Given the well-publicized declines in USPS letter-mail volume, and the continued growth of UPS, FedEx, and other express companies, you may think this is minor. But things have changed - USPS now handles 90 percent of all incoming international packages. That means that only 1 in 10 parcels gets the scrutiny the law requires.

If you want proof that advance manifest data on foreign shipments is necessary, you can look back to a little-publicized but frightening close call in 2010, when CPB intercepted a box from Yemen containing an explosive device disguised as a printer cartridge. Al Qaeda was sure it could outsmart us by designing the package to elude standard security measures. X-rays could not detect it. Fortunately, global intelligence cooperation worked and disaster was averted. Mostly, it was luck, coupled with an electronic manifest on a private express carrier flight that made it possible to quickly find that package.

But the risk goes far beyond terrorism. Teenagers can go online and without much trouble reach the "deep web," where synthetic drugs such as fentanyl are readily available and waiting to be shipped from China, Russia, India, and elsewhere, right into the mailbox at home.
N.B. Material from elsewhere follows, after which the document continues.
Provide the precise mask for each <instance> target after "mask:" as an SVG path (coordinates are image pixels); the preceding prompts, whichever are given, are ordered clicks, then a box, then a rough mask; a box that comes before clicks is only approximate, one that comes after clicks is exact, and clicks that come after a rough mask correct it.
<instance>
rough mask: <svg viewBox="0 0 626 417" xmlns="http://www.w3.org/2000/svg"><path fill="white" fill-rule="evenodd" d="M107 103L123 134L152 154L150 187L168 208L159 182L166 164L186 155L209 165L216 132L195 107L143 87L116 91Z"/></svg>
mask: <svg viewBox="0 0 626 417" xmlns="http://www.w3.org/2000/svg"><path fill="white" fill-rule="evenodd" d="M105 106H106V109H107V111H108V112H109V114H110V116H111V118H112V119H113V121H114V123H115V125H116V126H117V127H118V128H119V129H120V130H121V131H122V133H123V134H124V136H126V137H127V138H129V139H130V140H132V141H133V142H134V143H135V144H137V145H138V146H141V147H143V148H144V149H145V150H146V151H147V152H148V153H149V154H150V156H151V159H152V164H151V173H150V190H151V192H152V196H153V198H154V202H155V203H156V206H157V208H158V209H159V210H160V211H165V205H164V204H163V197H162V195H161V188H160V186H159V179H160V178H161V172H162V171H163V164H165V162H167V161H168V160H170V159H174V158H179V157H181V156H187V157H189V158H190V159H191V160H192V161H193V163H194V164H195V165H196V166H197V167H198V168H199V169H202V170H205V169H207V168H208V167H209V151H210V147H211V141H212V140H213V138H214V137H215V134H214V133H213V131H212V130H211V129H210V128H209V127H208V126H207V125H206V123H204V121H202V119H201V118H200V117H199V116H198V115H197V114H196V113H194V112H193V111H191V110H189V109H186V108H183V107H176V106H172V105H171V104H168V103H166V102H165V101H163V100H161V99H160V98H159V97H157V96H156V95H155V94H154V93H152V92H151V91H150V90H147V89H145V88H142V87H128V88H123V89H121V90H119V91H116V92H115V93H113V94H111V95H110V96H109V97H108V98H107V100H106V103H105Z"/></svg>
There's no doubt that the screening loophole also feeds the worsening opioid epidemic. Counterfeit products of all kinds, from pharmaceuticals to knock-off wristwatches, also travel this way.

The continuing rise of e-Commerce points to further growth in individual shipments from abroad. It would of course be impossible to inspect every box, which is precisely why an analysis-based system is both necessary and effective. And arguments that the USPS can't afford the added cost burden don't hold up, because this digital technology is both inexpensive and widely available. Moreover, according to a 2015 study, requiring advance electronic data on postal shipments could produce $1.1 billion per year in revenue, in the form of customs duties and fees that go uncollected today.

Improved security since September 11, 2001, has not come from one or even a small number of measures, but from scores of changes in laws, public processes, greater coordination among interested parties, and more. Closing this postal loophole is one more critical step. It's past time for President Obama and Congress to tell the Department of Homeland Security and the Treasury Department to require foreign postal services to submit customs and advance electronic data on parcels bound for the U.S., and for the U.S. Postal Service to comply. Closing this security gap will help prevent dangerous and illegal goods from entering the country, and help keep citizens safe from foreign terrorists sending bad stuff in a plain brown wrapper.